The final year in 1949, the 49ers again finished second to Cleveland in a new realigned league but lost the final championship game to the Browns, 21-7.

The 49ers and New York Yankees were the ONLY teams to give competition to the Browns in the AAFC as Shaw was 2-1 overall in his postseason career.

The 49ers were rewarded by being allowed with Cleveland to be absorbed into the NFL in 1950. The Baltimore Colts were added as well as cannon fodder and lasted only one season.

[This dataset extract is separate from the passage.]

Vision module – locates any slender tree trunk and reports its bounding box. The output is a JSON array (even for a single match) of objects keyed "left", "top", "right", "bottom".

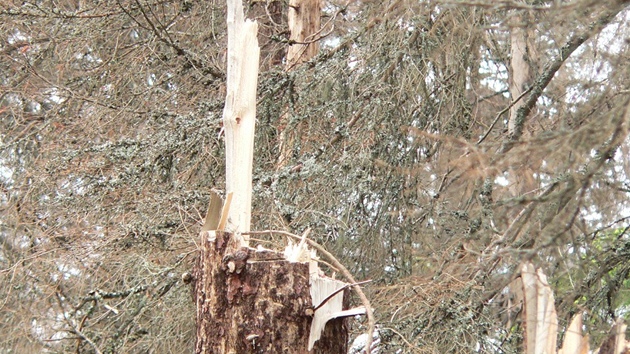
[{"left": 193, "top": 0, "right": 349, "bottom": 354}]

They would rejoin the league in 1953.

Shaw and the 49ers had their first losing season in 1950 but had a winning record for the next four seasons in the ultra-competitive western division, where Shaw coached two great QBs in Frankie Albert and YA Tittle and developed the Million Dollar Backfield of McIllhenny, Perry and Johnson.
Billy Wilson, Leo Nomellini, and Bob St Clair also joined this team.

In twelve seasons, Shaw only had two losing records, in 1950, first coaching in the NFL and 1958, his first season taking over the dreadful Eagles, a team even Lombardi declined to coach and Shaw led them all the way, coaching two more HOF QBs in Norm Van Brocklin and Sonny Jurgensen.

Albert, Tittle, Van Brocklin, Jurgensen.
Shaw was a QB whisperer indeed.

His overall record was 92-56-5 counting postseason, an excellent winning percentage, coaching the final AAFC Championship game in a loss, and winning the NFL Championship in his final game.

Buck Shaw deserves to be in the HOF.